“O Jerusalem, Jerusalem, killing the prophets and stoning those who are sent to you! How often would I have gathered your children together as a hen gathers her brood.
“Excessive and disproportionate”
“O Jerusalem, Jerusalem, killing the prophets and stoning those who are sent to you! How often would I have gathered your children together as a hen gathers her brood under her wings, and you would not! Behold, your house is forsaken and desolate” (Matthews 23, 37-38). Jesus spoke those words before he went to Jerusalem for the last time. Similar words might have been just as befitting at Passover time last week, almost 2,000 years later.

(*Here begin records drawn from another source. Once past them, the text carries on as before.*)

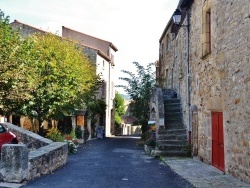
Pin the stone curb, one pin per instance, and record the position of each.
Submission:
(202, 175)
(10, 185)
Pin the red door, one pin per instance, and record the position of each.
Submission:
(218, 160)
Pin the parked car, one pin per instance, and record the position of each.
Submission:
(6, 136)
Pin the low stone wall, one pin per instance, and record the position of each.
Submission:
(47, 159)
(31, 140)
(36, 156)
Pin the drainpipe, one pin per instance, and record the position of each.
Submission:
(188, 76)
(188, 73)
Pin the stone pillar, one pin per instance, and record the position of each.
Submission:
(14, 167)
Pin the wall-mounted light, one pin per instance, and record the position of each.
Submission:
(177, 17)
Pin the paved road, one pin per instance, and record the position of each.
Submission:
(110, 163)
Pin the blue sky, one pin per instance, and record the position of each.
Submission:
(133, 26)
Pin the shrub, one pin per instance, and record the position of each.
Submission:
(150, 142)
(78, 132)
(71, 146)
(73, 134)
(54, 134)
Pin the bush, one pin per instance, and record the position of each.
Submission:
(78, 132)
(54, 134)
(150, 142)
(71, 146)
(73, 134)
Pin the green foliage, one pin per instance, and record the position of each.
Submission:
(43, 76)
(55, 135)
(14, 83)
(78, 132)
(119, 108)
(95, 106)
(139, 88)
(72, 147)
(151, 142)
(73, 134)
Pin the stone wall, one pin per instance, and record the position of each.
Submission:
(219, 81)
(47, 159)
(31, 140)
(41, 156)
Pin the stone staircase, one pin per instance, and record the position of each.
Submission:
(172, 139)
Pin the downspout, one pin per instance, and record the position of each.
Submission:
(189, 129)
(188, 76)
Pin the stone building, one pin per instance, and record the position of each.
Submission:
(99, 52)
(205, 60)
(105, 68)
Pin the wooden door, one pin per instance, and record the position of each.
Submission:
(218, 159)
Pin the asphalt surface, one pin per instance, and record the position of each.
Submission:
(112, 162)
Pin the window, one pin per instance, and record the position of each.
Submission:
(206, 28)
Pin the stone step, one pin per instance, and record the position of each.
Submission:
(171, 147)
(172, 131)
(173, 142)
(172, 119)
(172, 110)
(173, 114)
(173, 153)
(167, 137)
(171, 105)
(176, 125)
(176, 100)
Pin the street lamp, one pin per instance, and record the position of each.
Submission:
(177, 17)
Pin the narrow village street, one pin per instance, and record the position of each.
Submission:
(111, 162)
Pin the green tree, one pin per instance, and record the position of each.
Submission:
(61, 76)
(14, 82)
(139, 87)
(43, 76)
(119, 108)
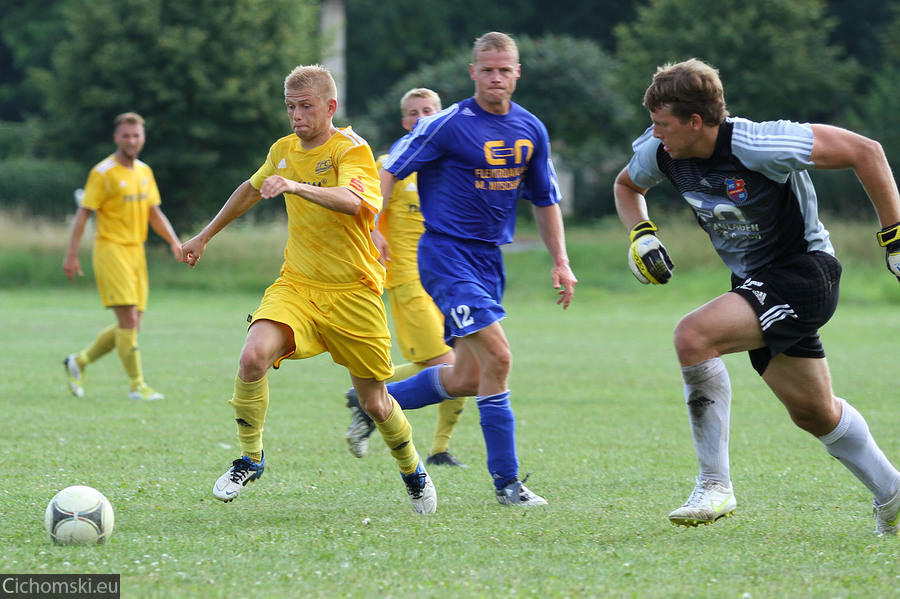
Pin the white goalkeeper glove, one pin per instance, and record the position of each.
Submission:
(889, 239)
(648, 258)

While American television focused on the usual Good Friday and Easter rituals here and at the Vatican, the brutal realities of the bloodshed in the Holy Land did not seem to disturb the festive mood of America’s Easter parades. CNN had no time to give the carnage in occupied Palestine its “complete in-depth” coverage. CNN barely mentioned the Israeli helicopters firing precision missiles into the overcrowded quarters of Gaza. Secretary of State Colin Powell, however, did call the assaults “excessive and disproportionate” in comparison to the violence caused by Palestinian resistance. Since billions of American dollars are providing Israel’s weapons, the extent of the killing since the outbreak of the al-Aqsa intifada is particularly discomforting news for the American taxpayer: 400 Palestinians and 72 Israelis killed, over a thousand wounded, and millions of dollars worth of destroyed buildings.
“We are celebrating the Death and Resurrection of Jesus Christ,” wrote Father Dr. Louis Hazboun, the priest of the Latin Church of Visitation in Zababdeh near Nablus. “This feast has special meaning this year for us who are in a situation of deep oppression from military occupation and economic deprivation. The words of peace so long promised by our leaders remain unfulfilled. We are isolated; we are cut off from the world, cut off from our neighbors, cut off from each other. We are facing the darkness of death–physical, political, national.”

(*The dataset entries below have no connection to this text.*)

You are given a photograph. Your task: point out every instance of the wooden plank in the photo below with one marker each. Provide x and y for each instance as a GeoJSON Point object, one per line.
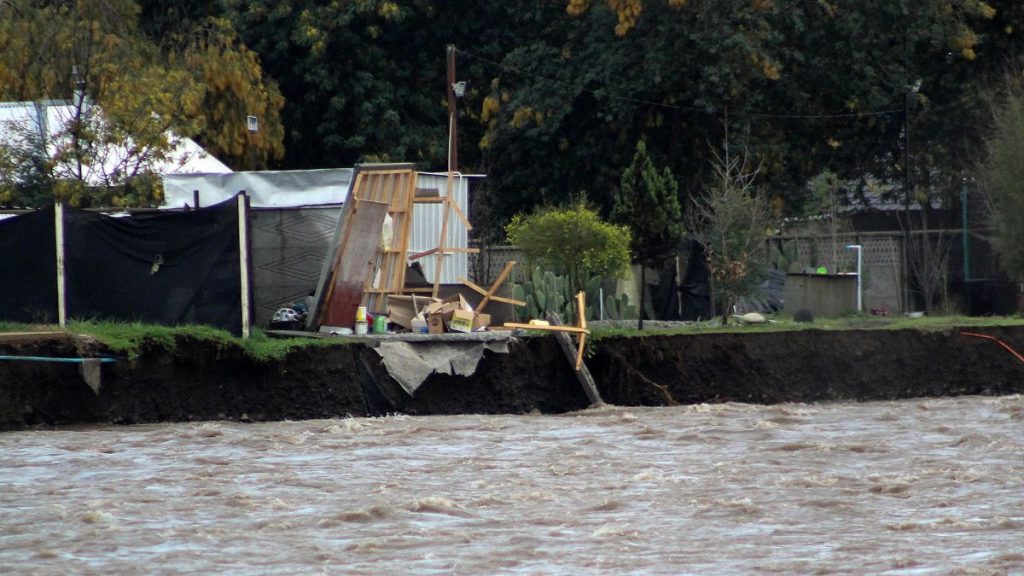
{"type": "Point", "coordinates": [489, 294]}
{"type": "Point", "coordinates": [360, 245]}
{"type": "Point", "coordinates": [569, 329]}
{"type": "Point", "coordinates": [583, 373]}
{"type": "Point", "coordinates": [582, 313]}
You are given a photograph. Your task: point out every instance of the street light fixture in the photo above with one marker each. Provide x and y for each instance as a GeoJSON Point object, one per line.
{"type": "Point", "coordinates": [859, 249]}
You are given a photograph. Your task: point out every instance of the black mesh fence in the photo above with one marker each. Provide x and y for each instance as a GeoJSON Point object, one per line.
{"type": "Point", "coordinates": [162, 268]}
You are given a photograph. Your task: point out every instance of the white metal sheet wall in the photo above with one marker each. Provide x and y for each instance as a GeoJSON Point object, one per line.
{"type": "Point", "coordinates": [427, 221]}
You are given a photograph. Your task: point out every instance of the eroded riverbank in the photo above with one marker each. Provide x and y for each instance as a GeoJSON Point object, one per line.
{"type": "Point", "coordinates": [200, 380]}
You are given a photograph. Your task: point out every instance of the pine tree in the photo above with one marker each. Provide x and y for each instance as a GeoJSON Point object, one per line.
{"type": "Point", "coordinates": [648, 203]}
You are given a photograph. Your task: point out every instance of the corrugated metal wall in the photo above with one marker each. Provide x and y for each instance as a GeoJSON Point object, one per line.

The only foreign leader who took pity on the mourning Palestinians and Israelis was Jordan’s foreign minister, Abdullah Khatib. He went directly to Israeli Prime Minister Ariel Sharon to offer him a plan that might, just might, end the violence. The Palestinians would have reason to stop their uprising, Khatib argued, if Sharon pulled his troops away from the Palestinian towns, removed the travel restrictions, transferred the tax refunds withheld from the Palestinians, and froze the construction of Jewish settlements in the West Bank. Egyptian President Hosni Mubarak had made a similar proposal in his meeting with President Bush.
While Bush remained non-committal, Sharon’s response was unequivocal: No quid pro quo. There will be no compromise and no peace talks unless the Palestinians unilaterally end their uprising. Yet, they had started the stone throwing because the peace talks failed to give them genuine national independence. Now Sharon is asking the same Palestinians to stop throwing stones without giving them any kind of promise of an end to the Israeli occupation. How can Sharon and his allies in Israel and the United States ever hope to end the conflict if they do not offer the Palestinians a normal national existence with full control over their own territory? Unless the hardliners believe that they can keep the Palestinians indefinitely under Israeli domination, or make them leave their homeland in desperation, there is no peace in sight for decades to come.

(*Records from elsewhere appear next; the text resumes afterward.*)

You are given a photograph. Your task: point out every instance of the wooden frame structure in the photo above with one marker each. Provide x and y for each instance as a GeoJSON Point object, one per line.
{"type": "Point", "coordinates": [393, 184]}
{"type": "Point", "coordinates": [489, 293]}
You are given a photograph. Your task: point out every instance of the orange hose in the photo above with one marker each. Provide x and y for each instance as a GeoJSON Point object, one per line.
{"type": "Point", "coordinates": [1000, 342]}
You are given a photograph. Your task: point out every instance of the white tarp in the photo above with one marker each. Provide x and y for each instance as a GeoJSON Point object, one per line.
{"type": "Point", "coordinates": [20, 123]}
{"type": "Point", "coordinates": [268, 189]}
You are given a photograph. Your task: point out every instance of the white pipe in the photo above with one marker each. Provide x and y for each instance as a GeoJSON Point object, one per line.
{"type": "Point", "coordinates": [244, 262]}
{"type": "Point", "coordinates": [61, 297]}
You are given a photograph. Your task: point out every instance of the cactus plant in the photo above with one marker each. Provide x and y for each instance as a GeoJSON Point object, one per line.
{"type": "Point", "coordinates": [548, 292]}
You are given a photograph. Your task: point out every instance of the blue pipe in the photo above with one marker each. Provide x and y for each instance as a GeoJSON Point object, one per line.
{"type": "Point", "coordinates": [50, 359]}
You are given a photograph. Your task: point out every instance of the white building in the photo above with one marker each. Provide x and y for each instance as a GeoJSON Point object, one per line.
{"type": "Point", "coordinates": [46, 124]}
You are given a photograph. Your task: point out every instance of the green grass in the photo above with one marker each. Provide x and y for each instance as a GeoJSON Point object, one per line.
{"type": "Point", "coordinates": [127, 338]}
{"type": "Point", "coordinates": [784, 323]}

The United Nations defines terrorism as violence against third parties who are non-participants in military conflicts. By that standard, both Palestinians and Israelis are committing terrorist acts almost daily, the former as suicide bombers, the latter with helicopter gunships.
Mrs. Suad Younan, the principal of the Helen Keller School for the Blind in Jerusalem, recently bemoaned the widespread anguish in the Holy Land when she wrote: “As a mother, I call upon all mothers in the world to intervene and stop the spiral of violence in the Middle East. We do not want the children of Palestine or Israel killed or grow up in hatred, revenge, and fear. When I see that a child is killed, I see my own children. I appeal to the good-willed politicians in the U.S.A., Europe, and other parts of the world … not merely to issue statements but to do the utmost possible to bring comprehensive just peace to our country.”
Are Americans and Europeans not willing to take such messages serious?